After that, add supplements will help. But do not buy anything without looking at the composition without knowing what you actually buy . Read the labels , compare , and only after , depending on your budget , buy but expect to blow up your sleeves t-shirt after the first dose . It’s like training , dietetics, all progress is made on the long-term duration .
So do not expect miracle supplements in the short term .

9 - Set goals for yourself
What do you want , what should you do to get it, how to get there as quickly as possible?
These are the questions you need to consider when developing your sessions .
To train randomly until the progress out of the hat is the worst thing to do when you start .
You must set reasonable goals for each session for each week , each month, to keep up your “home.”
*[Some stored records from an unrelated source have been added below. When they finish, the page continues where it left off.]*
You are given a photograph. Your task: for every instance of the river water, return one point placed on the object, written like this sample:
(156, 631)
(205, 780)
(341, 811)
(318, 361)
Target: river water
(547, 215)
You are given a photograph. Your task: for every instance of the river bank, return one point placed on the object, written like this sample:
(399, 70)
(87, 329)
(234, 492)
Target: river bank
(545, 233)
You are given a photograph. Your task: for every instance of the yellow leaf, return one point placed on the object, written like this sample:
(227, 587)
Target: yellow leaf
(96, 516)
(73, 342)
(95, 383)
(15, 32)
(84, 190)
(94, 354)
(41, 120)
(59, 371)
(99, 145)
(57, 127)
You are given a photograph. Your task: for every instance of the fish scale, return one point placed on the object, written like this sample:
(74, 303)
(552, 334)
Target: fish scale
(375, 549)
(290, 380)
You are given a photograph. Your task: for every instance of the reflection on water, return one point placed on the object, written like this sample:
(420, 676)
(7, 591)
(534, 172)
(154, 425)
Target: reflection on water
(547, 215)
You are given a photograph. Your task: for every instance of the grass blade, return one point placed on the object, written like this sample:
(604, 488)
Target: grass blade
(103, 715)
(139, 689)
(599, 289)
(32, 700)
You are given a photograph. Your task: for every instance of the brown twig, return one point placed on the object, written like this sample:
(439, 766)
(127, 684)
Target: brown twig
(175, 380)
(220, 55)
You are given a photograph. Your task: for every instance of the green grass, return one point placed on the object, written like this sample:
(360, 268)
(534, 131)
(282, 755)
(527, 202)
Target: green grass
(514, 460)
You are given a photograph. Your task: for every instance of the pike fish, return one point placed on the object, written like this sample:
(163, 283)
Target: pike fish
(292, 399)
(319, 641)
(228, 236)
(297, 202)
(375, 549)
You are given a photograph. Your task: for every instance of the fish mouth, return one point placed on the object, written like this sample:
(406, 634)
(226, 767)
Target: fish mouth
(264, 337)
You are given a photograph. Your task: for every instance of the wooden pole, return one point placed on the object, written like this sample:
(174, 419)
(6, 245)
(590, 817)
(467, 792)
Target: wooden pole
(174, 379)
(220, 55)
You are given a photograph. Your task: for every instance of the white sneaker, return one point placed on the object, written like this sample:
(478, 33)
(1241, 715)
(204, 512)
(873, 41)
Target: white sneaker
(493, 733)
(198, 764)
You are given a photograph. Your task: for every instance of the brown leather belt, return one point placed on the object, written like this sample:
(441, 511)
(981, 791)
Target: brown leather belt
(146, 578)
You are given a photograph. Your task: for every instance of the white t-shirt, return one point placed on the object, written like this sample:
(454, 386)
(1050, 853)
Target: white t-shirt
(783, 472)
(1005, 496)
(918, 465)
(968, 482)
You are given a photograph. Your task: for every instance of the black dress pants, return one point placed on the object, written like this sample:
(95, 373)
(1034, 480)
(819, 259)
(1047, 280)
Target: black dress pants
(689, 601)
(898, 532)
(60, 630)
Otherwise, you will always remain in réez floor and never climb to the top floor . Plan your workout depending on your goal, do not leave to chance.

10 - The trap doping
It always shocks me .
A beginner is training a few weeks , hears of products without knowing what it is about and decided to take without knowing exactly what to expect .
Anabolic steroids are the basis of medicines. They are not made for sports use . It is in some ways one of their “secondary” effects. If only it was the only one.
As derived from male hormone , testosterone, most of the time , you should really expect many side effects this time such as hair loss , acne , gynecomastia … and more seriously the development of cancer of any kind !
Do not fall into the trap because there is nothing to gain dope , nothing! Not even money , because in bodybuilding , except for a handshake and a cup, you ‘ll have “nothing.”
Progress for yourself and not for others at your level.